Effects upon the number of pedestrian encounters per day causing birds to enter alert status for a 5-min time period (during which time they do not forage) by 10 virtual birds feeding in a 25-ha virtual park during a simulated 180-day non-breeding season of (a) number of pedestrians per day and detection distance (different bar shadings indicate detection distances investigated in metres) and (b) flight initiation distance for birds simulated with a detection distance of 115 m as an example. Shown are means ± SD.
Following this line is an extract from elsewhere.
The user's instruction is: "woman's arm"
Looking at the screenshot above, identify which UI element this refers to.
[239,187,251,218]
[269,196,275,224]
Finally, variation in the time spent latent was mostly explained by (in order of importance): landing distance, the number of pedestrians in a given time period, flight initiation distance and their interactions (Table 1). Virtual birds only spent time latent when pedestrians were present. However, the time spent latent decreased substantially as pedestrians increased from 50 to 100 day−1 (Fig. 4a–b). One interpretation of this result is that, as the number of pedestrians increased, virtual birds moved away from the path, thus spending less time in its proximity, and consequently reduced the amount of time spent latent. Greater landing distances reduced the time spent latent because animals moved away from the path more quickly (Fig. 4). There was also an interaction between landing distance and pedestrian rate (Table 1): virtual birds with large flight initiation distances and very small landing distances were scared many times in succession by the same pedestrians, and thus spent a considerable amount of time latent, while virtual birds with very small flight initiation distances and large landing distances fled the path once and were not influenced again by pedestrians.

Figure 4.

Effect of landing distance and flight initiation distance (different bar fillings indicate flight initiation distance investigated in metres) upon the amount of average number of 5-min time periods spent latent (i.e. not foraging following flight response) per bird per day by 10 virtual birds feeding in a 25-ha virtual park during a simulated 180-day non-breeding season under two levels of human visitation: (a) 50 pedestrians day−1 and (b) 100 pedestrians day−1. Shown are means ± SD.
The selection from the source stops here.